Gehäuft treten die Vandalen in den Blickpunkt antiker Autoren mit der Herrschaft Geiserichs, der 428, nach dem Tod seines Halbbruders Gunderich, ihr König wurde. Gerade die Quellen aus dieser Zeit übermitteln ein durchaus gegensätzliches Bild der Vandalen. Wie das Bild dabei ausfällt, hängt stark davon ab, welche Interessen der Schreiber mit seiner Darstellung der Vandalen vertritt. Einerseits findet sich eine durchgehend negative Darstellung als grausame, von „barbarischer Wildheit“ getriebene Ketzer, andererseits erkennt man in ihnen ein tugendhaftes Gegenbild zu den Römern.
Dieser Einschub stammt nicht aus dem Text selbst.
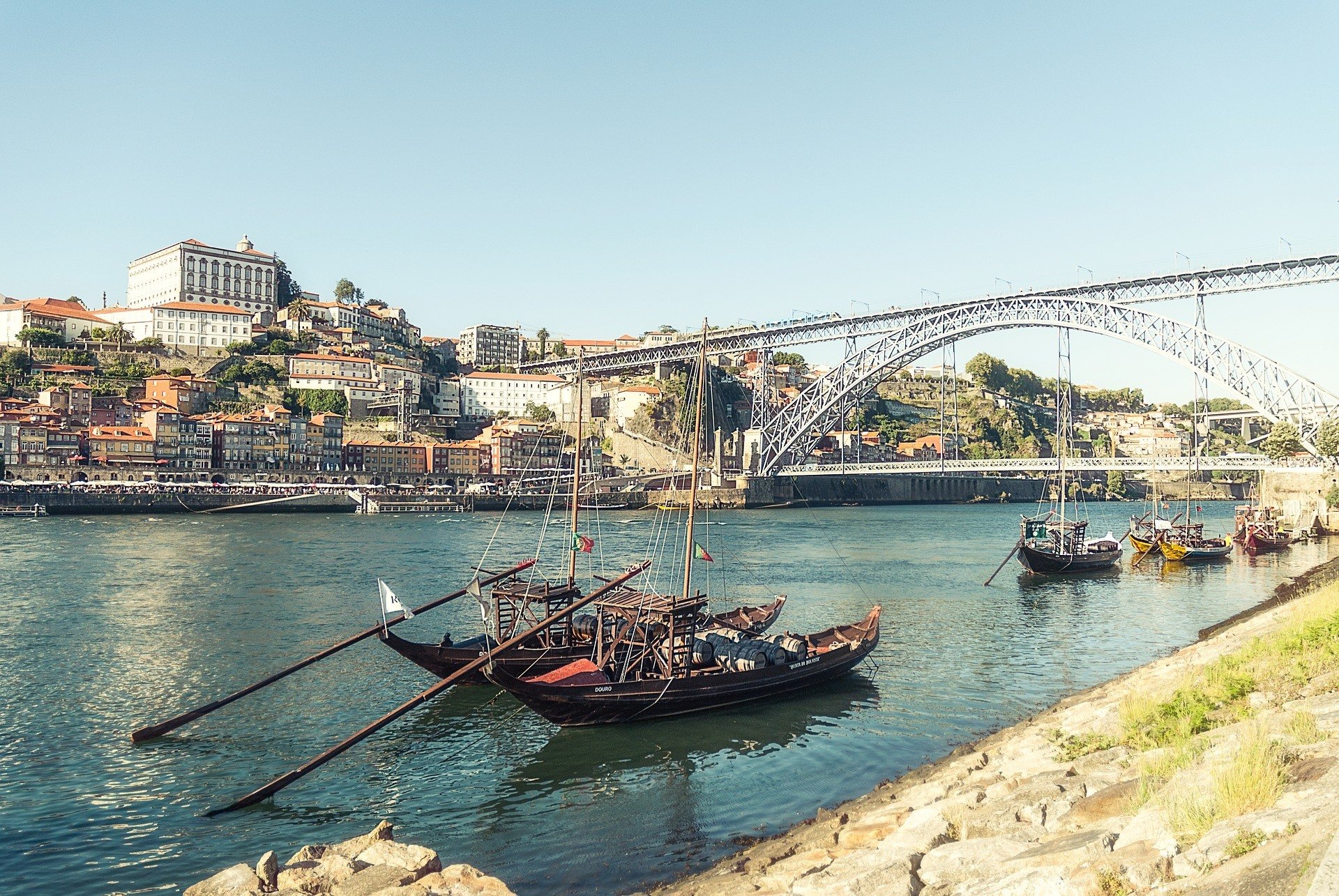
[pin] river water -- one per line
(116, 622)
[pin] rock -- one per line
(1030, 881)
(1142, 864)
(1066, 851)
(1310, 769)
(307, 853)
(873, 827)
(1149, 826)
(1105, 804)
(419, 860)
(318, 875)
(464, 880)
(781, 875)
(239, 880)
(372, 879)
(267, 870)
(967, 859)
(355, 845)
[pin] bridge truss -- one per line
(1279, 393)
(1269, 275)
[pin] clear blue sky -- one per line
(598, 168)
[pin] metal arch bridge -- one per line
(806, 331)
(1105, 308)
(1052, 465)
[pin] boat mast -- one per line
(697, 448)
(576, 478)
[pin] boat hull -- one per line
(1262, 542)
(1047, 563)
(640, 701)
(1183, 554)
(525, 662)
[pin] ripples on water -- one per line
(116, 622)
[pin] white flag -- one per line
(390, 603)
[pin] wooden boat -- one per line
(1053, 545)
(551, 650)
(1050, 542)
(651, 657)
(1257, 529)
(586, 693)
(19, 510)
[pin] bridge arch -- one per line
(1270, 388)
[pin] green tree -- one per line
(1283, 439)
(1327, 439)
(40, 337)
(1023, 385)
(988, 372)
(285, 288)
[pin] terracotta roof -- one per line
(342, 358)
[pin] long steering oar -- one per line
(1010, 556)
(177, 721)
(285, 780)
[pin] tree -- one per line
(1283, 439)
(1023, 385)
(346, 291)
(40, 337)
(1327, 439)
(988, 372)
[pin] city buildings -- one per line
(489, 395)
(489, 346)
(204, 275)
(188, 327)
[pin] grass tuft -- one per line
(1244, 843)
(1302, 727)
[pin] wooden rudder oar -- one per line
(311, 765)
(151, 731)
Ein Bild besonderer Tugendhaftigkeit zeichnete Salvian um 450 n.Chr.: „Es gibt keine Tugend, in welcher wir Römer die Wandalen übertreffen. Wir verachten sie als Ketzer, und doch sind sie stärker als wir an Gottesfurcht. — Wo Goten herrschen, ist niemand unzüchtig außer den Römern, wo Wandalen herrschen, sind selbst die Römer keusch geworden. — Gott führte sie über uns, um die verwahrlosten Völker durch die reinen zu strafen.“
Das von den Quellen gezeichnete Bild Geiserichs hebt dessen Bedeutung hervor, wobei nahezu zwangsläufig auch dessen harte Züge ins Licht gerückt werden. Felix Dahn schrieb nach Auswertung der ihm bekannten Quellen: „König Geiserich ist eine der gewaltigsten Gestalten der heldenreichen Zeit der Völkerwanderung. Er war kurz von Gestalt, seit seinem Sturz mit dem Pferde hinkend, verhalten, wortkarg, abgehärtet, jähzornig, habgierig, „höchst geschickt, unter die Menschen den Samen der Zwietracht zu werfen — ein Zug der an Odhin erinnert -, rascher mit der Tat fertig als andere mit dem Entschluß. Mit Arglist, Treubruch und Verrat entreißt er den Römern seines Reiches Hauptstadt Karthago, die Wälle anderer Städte werden geschleift, künftigen Widerstand unmöglich zu machen. Ohne geregelte Landteilung nimmt er so viel Land für sich und seine Vandalen, als er braucht. Empörungen im eigenen Volk werden blutig niedergeschlagen. Alle erreichbaren Küsten und Inseln des Mittelmeeres werden geplündert. Wenn sein gefürchtetes Raubschiff in See sticht, bezeichnet er dem fragenden Steuermann kein bestimmtes Ziel, sondern läßt sich von Wind und Welle gegen solche Menschen tragen, „welchen Gott zürnt, ein echt sagenhafter Zug, der die Auffassung der Zeit widerspiegelt.“
Die Lebensdaten Geiserichs — der fast ein halbes Jahrhundert lang König der Vandalen war — zeigen, daß er ein Mensch war, der Ungewöhnliches erreicht hat: Ab 419 schafft Geiserich dem Reitervolk der Vandalen eine starke Flotte, 429 setzt er sein Volk in einer logistischen Meisterleistung nach Nordafrika über — der damaligen Kornkammer des Römischen Reiches. Er erobert Nordafrika. Die nach Rom zweitgrößte Stadt des weströmischen Imperiums — Karthago — wird Metropole des Vandalenstaates.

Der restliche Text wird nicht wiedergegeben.